In which case they need to grow a pair.
Or their very own money tree.
In which case they need to grow a pair.
Really?
You are just joking...
Ok you have me confused... are you being sarcastic? "The port over to consoles happened before the beige, and hmc were fine on both the pc and the bone...now they are not fine on either and this is the fault of consoles how exactly?"
So they ported to xbone.... Tried to see if it would cope.... xbone lacking in FPS .... Next build ... OMG everything is nerfed and although the xbone FPS has increased they have been nerfed too!
hahaha - I did chuckle but still not entirely sure if you are being serious ?
So yer saying FD intentionally lied when they said it was fer realism? Fairly serious assumption to make without anything other than yer imagination it back it up with. So if FD stick to their 'lie' by holding to their stance that it was ddne fer realism purposes, Im sure you can protest their sincerity with actual proof they lied?
Lemme know how that goes ^
*your *for
Sorry but after tons of posts, that was driving me nuts.

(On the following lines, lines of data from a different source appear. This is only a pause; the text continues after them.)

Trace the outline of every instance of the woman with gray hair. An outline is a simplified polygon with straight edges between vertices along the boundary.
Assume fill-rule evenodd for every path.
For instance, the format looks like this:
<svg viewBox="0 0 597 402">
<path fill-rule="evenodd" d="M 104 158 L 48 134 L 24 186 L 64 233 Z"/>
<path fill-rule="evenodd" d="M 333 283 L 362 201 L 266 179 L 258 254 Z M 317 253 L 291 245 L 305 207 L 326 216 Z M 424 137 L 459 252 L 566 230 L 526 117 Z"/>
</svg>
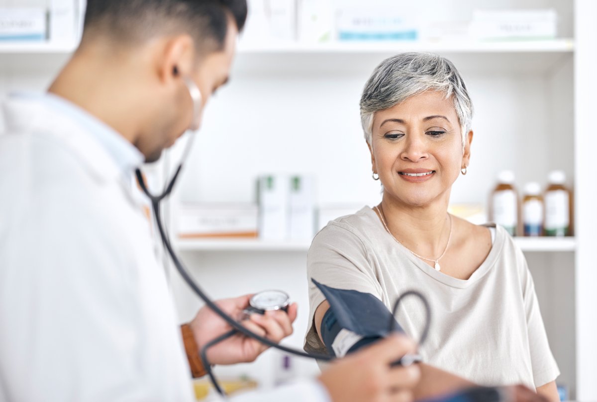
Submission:
<svg viewBox="0 0 597 402">
<path fill-rule="evenodd" d="M 470 162 L 472 113 L 462 78 L 443 57 L 399 54 L 373 72 L 361 116 L 382 200 L 330 222 L 314 239 L 304 348 L 327 350 L 321 323 L 330 304 L 311 279 L 373 295 L 390 309 L 414 289 L 433 313 L 419 351 L 418 396 L 442 383 L 465 384 L 461 378 L 522 384 L 555 401 L 559 372 L 522 252 L 503 228 L 448 213 L 452 185 Z M 395 317 L 414 339 L 425 324 L 422 307 L 405 299 Z M 337 355 L 358 341 L 349 339 L 334 345 Z"/>
</svg>

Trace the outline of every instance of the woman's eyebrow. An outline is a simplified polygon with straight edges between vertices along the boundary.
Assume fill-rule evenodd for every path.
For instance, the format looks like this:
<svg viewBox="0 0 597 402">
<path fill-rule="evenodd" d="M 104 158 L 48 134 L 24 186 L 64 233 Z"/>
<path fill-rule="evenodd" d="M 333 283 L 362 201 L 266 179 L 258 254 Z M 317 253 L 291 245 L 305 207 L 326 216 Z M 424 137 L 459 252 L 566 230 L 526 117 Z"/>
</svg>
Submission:
<svg viewBox="0 0 597 402">
<path fill-rule="evenodd" d="M 441 116 L 440 115 L 435 115 L 434 116 L 428 116 L 426 117 L 425 117 L 424 119 L 423 119 L 423 121 L 426 122 L 426 121 L 428 121 L 429 120 L 432 120 L 433 119 L 437 119 L 438 117 L 439 117 L 440 119 L 444 119 L 444 120 L 445 120 L 446 121 L 447 121 L 448 123 L 450 123 L 450 120 L 448 120 L 448 117 L 447 117 L 445 116 Z"/>
<path fill-rule="evenodd" d="M 386 123 L 388 123 L 388 122 L 390 122 L 390 123 L 401 123 L 401 124 L 404 124 L 404 120 L 402 120 L 402 119 L 386 119 L 384 120 L 383 120 L 381 122 L 381 124 L 379 125 L 379 126 L 381 127 L 381 126 L 383 126 L 383 125 L 384 125 Z"/>
</svg>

I know the grammar...Im just lazy and type with an accent...dont even realize Im doin it half the time. On the plus side, it really doesnt bother me at all ^
Here's my 2 cents (terrain generation used to be my thing once) based on hunches and some professional knowledge:
Colour palette and texture variation is probably dependant on the data that is pulled from the procedural engine and stellar forge and is done in real time as you approach a planet and its surface. I expect the height map is also done at the same time in a similar way and probably co-dependently. This is CPU intensive as well as GPU as the CPU has to "unpack" all the dat and then stream the resultant texturing and height map data to the GPU which then handles rendering (it possible that the GPU might also handle part of this but not the procedural stuff which is like a compression routine in reverse).
The rich looking planets in the early Horizons versions were probably pulling a lot of data to manufacture the textures and terrain features and I remember many people had stuttering issues where there even quite powerful rigs were pausing for a second or longer whilst all this stuff was being generated. I expect to mitigate this FDev essentially put a filter on the data from stellar forge and/or the procedural part of the engine for texture and terrain generation, which meant less workload on the CPU (and GPU) and less or no stuttering. It would be like unzipping a bitmap and only pulling out the data for and displaying 256 colours, rather than 16.7 million - you get the same image but less definition and colour variety.

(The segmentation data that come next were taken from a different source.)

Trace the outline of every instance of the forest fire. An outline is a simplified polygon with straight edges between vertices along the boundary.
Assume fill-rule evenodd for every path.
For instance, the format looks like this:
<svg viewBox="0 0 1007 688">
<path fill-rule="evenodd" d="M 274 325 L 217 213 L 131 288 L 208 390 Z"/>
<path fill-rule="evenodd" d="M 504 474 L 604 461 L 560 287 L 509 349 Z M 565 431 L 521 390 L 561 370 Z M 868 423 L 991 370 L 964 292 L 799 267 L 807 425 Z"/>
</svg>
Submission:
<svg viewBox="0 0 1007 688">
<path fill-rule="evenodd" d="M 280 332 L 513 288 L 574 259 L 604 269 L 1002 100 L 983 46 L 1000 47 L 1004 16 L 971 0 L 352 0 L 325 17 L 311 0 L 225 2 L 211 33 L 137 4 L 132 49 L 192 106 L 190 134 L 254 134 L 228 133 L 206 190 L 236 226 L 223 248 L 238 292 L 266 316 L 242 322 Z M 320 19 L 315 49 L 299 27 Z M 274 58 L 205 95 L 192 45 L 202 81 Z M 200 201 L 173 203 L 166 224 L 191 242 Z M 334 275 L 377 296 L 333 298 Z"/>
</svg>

IIRC there was also a hit in multi-player heavy areas and that might be because network updates are often tied to the cyclic rates in other parts of the engine.
I very much doubt consoles had much to do with the changes, but they would certainly have benefited them, by keeping the performance acceptable.

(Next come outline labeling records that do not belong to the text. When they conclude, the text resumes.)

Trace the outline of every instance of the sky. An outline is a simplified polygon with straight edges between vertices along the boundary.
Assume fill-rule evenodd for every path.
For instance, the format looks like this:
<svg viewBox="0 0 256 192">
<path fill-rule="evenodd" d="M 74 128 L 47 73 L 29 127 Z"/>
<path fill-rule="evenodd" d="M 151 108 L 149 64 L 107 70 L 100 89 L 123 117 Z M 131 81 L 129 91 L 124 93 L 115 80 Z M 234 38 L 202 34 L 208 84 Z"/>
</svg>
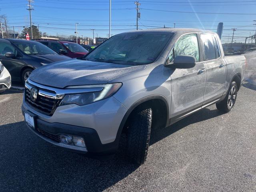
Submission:
<svg viewBox="0 0 256 192">
<path fill-rule="evenodd" d="M 75 23 L 80 36 L 106 37 L 108 33 L 109 0 L 33 0 L 32 22 L 42 32 L 56 35 L 75 35 Z M 166 27 L 209 29 L 216 32 L 224 23 L 222 41 L 244 42 L 255 34 L 256 0 L 140 0 L 140 29 Z M 26 0 L 0 0 L 0 15 L 5 14 L 8 26 L 20 32 L 30 25 Z M 114 35 L 136 28 L 134 1 L 112 1 L 112 33 Z M 229 36 L 229 37 L 228 36 Z"/>
</svg>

The question is can other optimisations allow the full or at least more data to be used and will/can FDev allow for a richer look for those with machines that can handle it? For the latter I suspect not as FDev have not allowed much in the way of differential options for differing machine specs. I can understand why, because if you give the option to "go large" everybody does and then bleats on the forums about poor coding when their 5-10 year old rig doesn't give them 144FPS. Better to "go medium" in that case and hope you can optimise in the future or wait until the general population has upgraded enough to allow you to "open the taps" again.
Here's hoping optimisations can be found similar to the way they managed for the planet rings.
Why? last I checked it is more realistic now? that's the 'why'?
Only places that would even have a chance of getting interesting colour shifts and such looks and retaining them over million of years are places with solid atmosphere's, anything else is constantly hit by solar winds and whatnot, unless the planet was 'blended' upon creation with just big chunks rather then you know, actually being molten, then sure, big different chunks, but all planets were at some point molten, and they aren't without variation it is just a lot more subtle.
Anyone glancing at bodies in the real Sol system should know that basing the color of worlds on star color is rubbish. Sure, the color of the star has an effect, but it's not enough to render a whole world beige. The materials present in the crust play a bigger role in determining color. That's optical physics 101.Apparently FD going "scientifically accurate" decided that beige was the color of HMC worlds and there you go, is not a bug, is not an accident, is how they think the planets looks.
A totally choice, along with many others.
Thanks, that should help a lot. I didn't realize the default for the terrain work slider was set to extreme left, i.e., pushing as much as possible to the CPU. I've now set it to the centre and will see if that helps. That does make a lot more sense with performance issues I was getting as I couldn't figure out why my GPU was running low temps but giving such terrible pop-in. I'm really not sure why they would default the terrain work slider to max CPU workload instead of max GPU workload, or at very least default it to a centre positoin. I suspect that many players were probably getting sub-par performance in large part due to those CPU-biased defaults.
There isn't such a post. However there are at least a couple where devs have said the current planet colors are affected by star lighting in ways that wasn't intended.Could anyone point me to the post where a dev says the current version is absolutely working as intended? Because that's not how I remember it.
There isn't such a post. However there are at least a couple where devs have said the current planet colors are affected by star lighting in ways that wasn't intended.